Eu brinquei sobre a carência de um ano, porque acho que é o tempo necessário para colocar tudo em ordem. Nosso problema não é pontual, mas sim um problema com soluções duríssimas. Ou cortam-se salários ou servidores. É muito difícil tomar essas decisões. Continuar com a folha alta do jeito que se encontra é uma decisão do governo. Não sei qual será a posição do Rodrigo, mas ele deve enxugar a máquina pública, para diminuir contratos, rever valor de preços, atacar e combater corrupção. Um ano é um tempo hábil para arrecadação e fomentar o empresariado, criar programas com o terceiro setor. É um ano de usar criatividade, trazer a população para dentro do governo. Rodrigo usa muito bem a participação popular.
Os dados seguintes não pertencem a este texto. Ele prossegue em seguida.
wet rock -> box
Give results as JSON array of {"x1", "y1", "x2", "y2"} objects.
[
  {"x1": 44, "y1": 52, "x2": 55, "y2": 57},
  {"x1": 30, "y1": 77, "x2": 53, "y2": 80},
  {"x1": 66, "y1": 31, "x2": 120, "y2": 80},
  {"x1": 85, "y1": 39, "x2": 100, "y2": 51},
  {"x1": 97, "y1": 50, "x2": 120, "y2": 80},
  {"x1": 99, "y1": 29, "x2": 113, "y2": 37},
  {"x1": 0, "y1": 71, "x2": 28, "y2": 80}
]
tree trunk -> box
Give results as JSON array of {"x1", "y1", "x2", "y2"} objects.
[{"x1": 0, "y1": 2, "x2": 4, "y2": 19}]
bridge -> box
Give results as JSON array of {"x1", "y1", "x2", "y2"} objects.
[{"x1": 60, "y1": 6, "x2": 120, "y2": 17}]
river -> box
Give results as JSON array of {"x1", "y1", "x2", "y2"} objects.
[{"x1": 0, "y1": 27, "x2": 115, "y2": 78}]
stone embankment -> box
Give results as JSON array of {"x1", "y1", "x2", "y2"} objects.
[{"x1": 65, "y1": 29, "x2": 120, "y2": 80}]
A população vai ter paciência?
É uma boa pergunta (risos). Eu acho que a população não tem tanta paciência para aguardar. Recebo muitas mensagens nas redes sociais com as pessoas falando “tomara que chegue janeiro logo”, já em uma expectativa de que as coisas se resolvam logo no primeiro mês. A gente sabe, por conhecer a máquina e o problema, que em janeiro não haverá problemas resolvidos, mas eles podem ser minimizados. Se a população vai ter paciência, depende de como o governo vai encarar as áreas prioritárias. Como é o caso do problema da saúde, que acarreta mortes e não tem como ser negligente. É preciso tomar providências mesmo, enfrentar a burocracia, priorizar a saúde e trazer a gestão em curto prazo para atender a população. Aí o resto das coisas a população tem um pouco mais de paciência. Mas nem pode ter paciência em relação à saúde. Então é preciso dar uma resposta de imediato. O que temos que fazer é cuidar das áreas que são mais afetadas pela falta de gestão e que causam problemas irreversíveis. Recentemente, três pessoas morreram em um dia por negligência nos hospitais. É preciso haver um plano pronto, no dia primeiro. O mato alto a população reclama e às vezes até fazem mutirão. É o tipo de coisa que a população tem mais tolerância. Mas acho que vamos ter muito problema na educação, porque em janeiro temos a folha do servidores e pagamento de férias. A folha vem com mais um terço porque todos tiram férias ao mesmo tempo. Temos que antecipar esse problema, da falta de dinheiro.